Justin Mortimer was 21 and still a student at London’s Slade School of Art when he won the National Gallery's BP Portrait Award with a painting of the Nobel Prize winning writer Harold Pinter. As Mortimer reminisced to Artlyist’s Paul Black some 22 years later “I was very young when I won that prize; much more a craftsman than intuitive artist. Painting anything realistically was very hard for me so a likeness was an achievement in itself. Content was a matter of fluke. Now being twice as old as I was then, I'm less bothered with technique and far more interested in the story and psychological possibilities of the picture.”
Today Mortimer’s art invites the viewer to question the relationships between the figurative and the abstract, the subject matter and the content and the coexistence of beauty and horror. As he told Guernica’s I’m in the sort of classic liberal trap; I’m an essentially left wing person, making very bourgeois objects. But I do want my paintings to engage on a very human level. It has by default become this luxury object, but what makes me want to make art in my studio in a dingy part of East London is that story I want to tell about our fears, our anxieties, how afraid we all are, how we’re all going to die. Are we going to go mad? Am I going to lose my job? Is my body going to fail? Will my loved ones not be around for me?

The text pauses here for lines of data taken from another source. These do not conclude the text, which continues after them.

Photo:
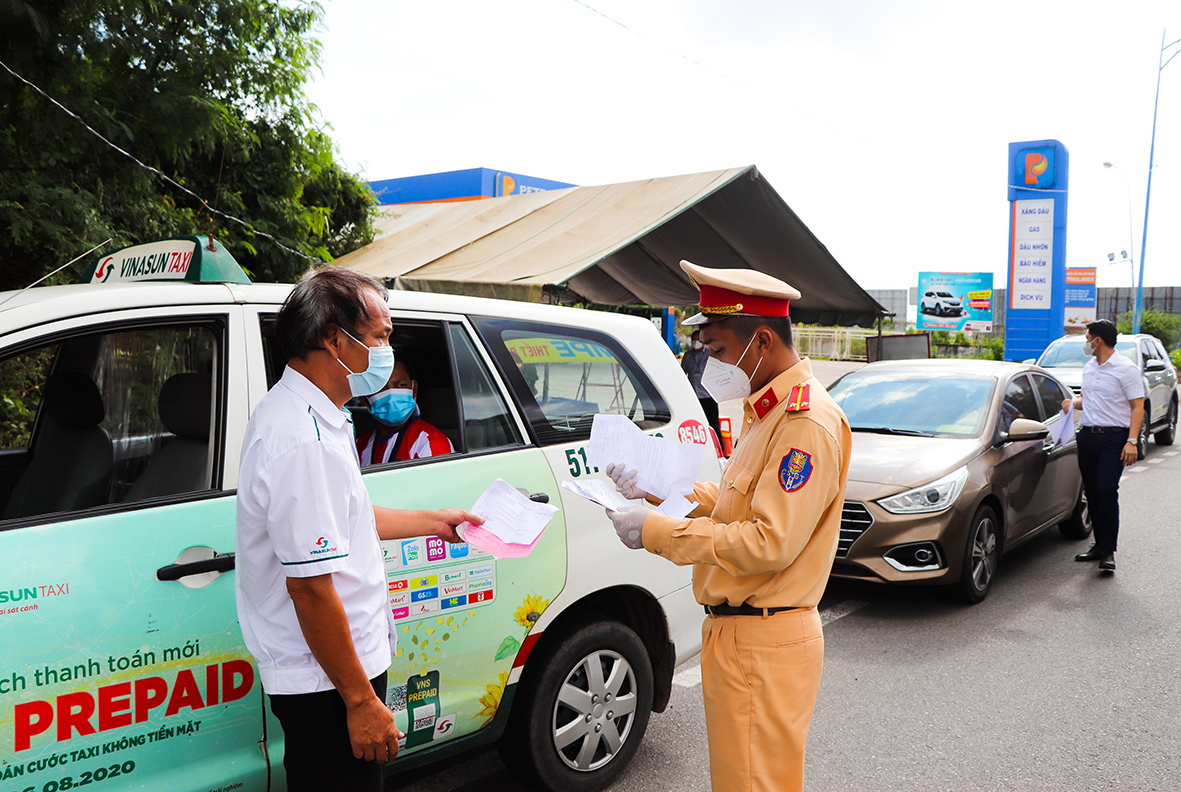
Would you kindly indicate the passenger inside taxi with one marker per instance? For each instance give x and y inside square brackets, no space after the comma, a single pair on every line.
[400,432]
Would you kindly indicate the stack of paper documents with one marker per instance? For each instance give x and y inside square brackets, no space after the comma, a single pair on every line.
[513,523]
[666,469]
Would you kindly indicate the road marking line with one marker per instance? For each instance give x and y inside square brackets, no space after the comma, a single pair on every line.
[840,610]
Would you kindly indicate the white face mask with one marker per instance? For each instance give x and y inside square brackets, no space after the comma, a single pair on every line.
[726,381]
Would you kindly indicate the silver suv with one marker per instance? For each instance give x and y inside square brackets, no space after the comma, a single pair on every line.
[1064,359]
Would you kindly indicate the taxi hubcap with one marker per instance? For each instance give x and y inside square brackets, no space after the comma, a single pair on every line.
[594,711]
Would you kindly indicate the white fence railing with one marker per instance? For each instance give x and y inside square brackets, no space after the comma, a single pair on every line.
[832,342]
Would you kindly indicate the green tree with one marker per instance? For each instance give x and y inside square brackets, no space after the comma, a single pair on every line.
[209,93]
[1167,327]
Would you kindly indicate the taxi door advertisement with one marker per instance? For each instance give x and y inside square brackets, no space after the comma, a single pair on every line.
[462,616]
[116,679]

Often “working many weeks on a single piece,” Mortimer builds his works appropriating images found on the internet and in books that range from flower arranging manuals to techniques of orthopedic surgery with the latter being influenced by his childhood.
As he has said “I was in the hospital myself a lot as a child; I used to wear a caliper, I was x-rayed all the time, and I saw lots of sick children. I have memories of being in medical machinery; it’s very frightening to a young kid: they move around and make strange noises; doctors manipulate you. I suppose as an adult [that’s translated to] thinking about exploitation and vulnerability. And then I’m from a military family—my father was a helicopter pilot in the Navy when I was a child —so I was surrounded by military hardware… my dad went off to sea throughout my childhood. There was always a sense of ‘would he come home’—that childhood fear. Fear became a subject—a personal fear and also a fear I have for mankind.”
How well founded that fear maybe, Mortimer leaves to his audience’s determination. He just set up a scene for their interpretation, as he says “My more successful work has always been when it looks as if something has or is about to happen.”
Mortimer’s current exhibition Kult is on show at London’s Parafin Gallery until the 27th of June.